What's Ahead for Incubator Project's Youth Advocacy Corps: "We have a lot to do in the next 18 months!"
As the Founder of Youth Advocacy Corps, I feel especially fortunate to have been selected by the Brooklyn Community Foundation to be part of the 2017 Incubator Project. There are so many reasons to be excited about the next 18 months at the Foundation, but, most significantly, we are thrilled to have a home that not only supports our work and programs but also serves as a model of excellence and shares our vision for young people throughout Brooklyn.
Youth Advocacy Corps was founded upon the belief that the power to make change lies in the people living in communities most impacted. And like the Foundation, we focus on empowering youth, which we think is the key to achieving greater equity of opportunity and outcomes in those communities.
Youth are, at their core, promising young leaders, and we treat them as partners, leveraging their insights and experiences and giving them tools to serve others and become role models and leaders.
Founded in 2015, Youth Advocacy Corps’ mission is to build a cohort of young social justice advocates by providing them with learning and service opportunities and supporting them as they develop and build their own social justice campaigns.
The idea grew out of my personal frustration with the systemic, deeply racial and gendered mechanisms through which poverty is perpetuated in New York City, and by the daily reality of poverty I witnessed working as a social justice lawyer. I found that my clients were so often disconnected from vital resources and opportunities, and I was dismayed by the lack of opportunity for youth to be heard, express their opinions, and take part in the effort to effectuate change.
In June of 2015, Youth Advocacy Corps launched its first service program—Youth Advocacy Summer Institute (YASI) —a full-time summer program focusing on health justice.

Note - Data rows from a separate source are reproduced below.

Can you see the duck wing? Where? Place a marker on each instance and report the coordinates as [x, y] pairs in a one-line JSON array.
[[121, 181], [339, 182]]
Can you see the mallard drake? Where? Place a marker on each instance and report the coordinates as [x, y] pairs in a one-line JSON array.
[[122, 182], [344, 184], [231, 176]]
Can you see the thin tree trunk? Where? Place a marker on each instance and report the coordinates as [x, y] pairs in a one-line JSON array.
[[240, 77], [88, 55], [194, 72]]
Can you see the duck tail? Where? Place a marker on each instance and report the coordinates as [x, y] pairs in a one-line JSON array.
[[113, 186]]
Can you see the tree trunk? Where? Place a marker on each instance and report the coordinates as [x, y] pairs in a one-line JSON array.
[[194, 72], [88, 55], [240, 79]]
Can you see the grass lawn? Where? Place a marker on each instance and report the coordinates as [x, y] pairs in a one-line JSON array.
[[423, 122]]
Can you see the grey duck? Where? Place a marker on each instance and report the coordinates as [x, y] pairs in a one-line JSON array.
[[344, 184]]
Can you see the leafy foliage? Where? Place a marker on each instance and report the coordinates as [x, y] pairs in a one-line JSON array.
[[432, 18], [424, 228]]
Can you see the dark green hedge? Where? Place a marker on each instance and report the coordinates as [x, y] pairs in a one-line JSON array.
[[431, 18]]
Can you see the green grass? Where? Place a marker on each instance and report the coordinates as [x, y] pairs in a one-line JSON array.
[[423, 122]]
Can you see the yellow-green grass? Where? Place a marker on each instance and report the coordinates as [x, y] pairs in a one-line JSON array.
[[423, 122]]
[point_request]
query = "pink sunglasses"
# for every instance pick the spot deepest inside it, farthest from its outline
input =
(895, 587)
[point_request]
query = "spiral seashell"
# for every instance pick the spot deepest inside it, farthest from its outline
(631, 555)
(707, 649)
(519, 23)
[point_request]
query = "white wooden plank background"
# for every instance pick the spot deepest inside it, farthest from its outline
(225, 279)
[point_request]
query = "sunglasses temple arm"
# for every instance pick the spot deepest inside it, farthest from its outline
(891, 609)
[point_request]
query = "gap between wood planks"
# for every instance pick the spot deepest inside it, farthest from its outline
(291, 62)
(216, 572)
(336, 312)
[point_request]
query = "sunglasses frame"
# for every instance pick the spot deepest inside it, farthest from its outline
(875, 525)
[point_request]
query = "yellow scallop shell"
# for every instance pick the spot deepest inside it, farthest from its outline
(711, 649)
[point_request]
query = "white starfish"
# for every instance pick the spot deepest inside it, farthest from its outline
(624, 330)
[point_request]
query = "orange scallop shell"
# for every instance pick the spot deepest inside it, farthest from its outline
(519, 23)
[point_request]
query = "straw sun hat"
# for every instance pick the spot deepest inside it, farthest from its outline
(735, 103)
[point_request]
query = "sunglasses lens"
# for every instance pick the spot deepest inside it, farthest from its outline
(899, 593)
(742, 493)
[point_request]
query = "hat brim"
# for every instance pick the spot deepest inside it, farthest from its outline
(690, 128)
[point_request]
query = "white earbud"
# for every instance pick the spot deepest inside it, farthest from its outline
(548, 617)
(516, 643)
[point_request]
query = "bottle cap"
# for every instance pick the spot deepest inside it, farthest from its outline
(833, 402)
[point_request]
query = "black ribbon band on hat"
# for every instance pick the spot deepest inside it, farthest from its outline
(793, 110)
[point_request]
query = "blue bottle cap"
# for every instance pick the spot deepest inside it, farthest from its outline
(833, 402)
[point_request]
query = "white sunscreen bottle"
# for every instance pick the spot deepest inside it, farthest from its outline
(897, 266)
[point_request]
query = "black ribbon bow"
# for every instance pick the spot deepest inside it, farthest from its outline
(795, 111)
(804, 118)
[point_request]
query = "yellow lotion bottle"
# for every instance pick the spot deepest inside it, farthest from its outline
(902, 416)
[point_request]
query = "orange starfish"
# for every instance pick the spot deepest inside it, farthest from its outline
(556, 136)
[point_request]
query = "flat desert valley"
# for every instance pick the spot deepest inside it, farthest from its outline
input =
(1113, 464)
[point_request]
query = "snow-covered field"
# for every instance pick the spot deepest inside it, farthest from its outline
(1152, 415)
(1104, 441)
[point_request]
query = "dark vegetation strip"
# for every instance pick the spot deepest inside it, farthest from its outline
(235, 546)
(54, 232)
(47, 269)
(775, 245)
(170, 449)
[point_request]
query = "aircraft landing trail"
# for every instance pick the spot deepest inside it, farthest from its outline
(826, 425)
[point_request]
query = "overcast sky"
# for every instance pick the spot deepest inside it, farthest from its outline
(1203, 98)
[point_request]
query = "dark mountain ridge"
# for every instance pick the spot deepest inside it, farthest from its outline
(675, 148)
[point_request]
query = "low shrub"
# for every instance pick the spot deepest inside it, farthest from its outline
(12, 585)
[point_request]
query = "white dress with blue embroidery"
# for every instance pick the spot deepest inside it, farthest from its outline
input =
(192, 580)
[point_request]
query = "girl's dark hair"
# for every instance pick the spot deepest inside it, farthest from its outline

YASI was implemented for a second time in 2016 with a significantly larger corps, and we are now getting excited to launch the third YASI program on July 5, 2017.
Further, just this year, Youth Advocacy Corps launched a new Mental Health Awareness Project (MHAP) in East New York. Conceived of by a 2015 YASI corps member as his individual action project, MHAP is a full-year program that focuses on understanding and addressing the stigma of mental health and works to ensure greater access to mental health care.
We have a lot to do in the next 18 months, and being part of the Foundation’s Incubator Project allows us to focus on the most important aspects of our work–our programs and our corps members.
Now that we have a home and central meeting space, we can work on continuing to grow YASI, MHAP and other projects our corps members develop moving forward.
And on a personal level, working at the Foundation allows me as the Director to focus on meeting our fundraising and operations goals, so that we can hire additional staff and continue to build a stable infrastructure.
Building a nonprofit from scratch brings a fair share of challenges, especially in today’s political climate, and I am incredibly grateful for the many benefits this opportunity brings to us as we forge ahead and help develop the next generation of Brooklyn’s social justice leaders. Thank you Brooklyn Community Foundation!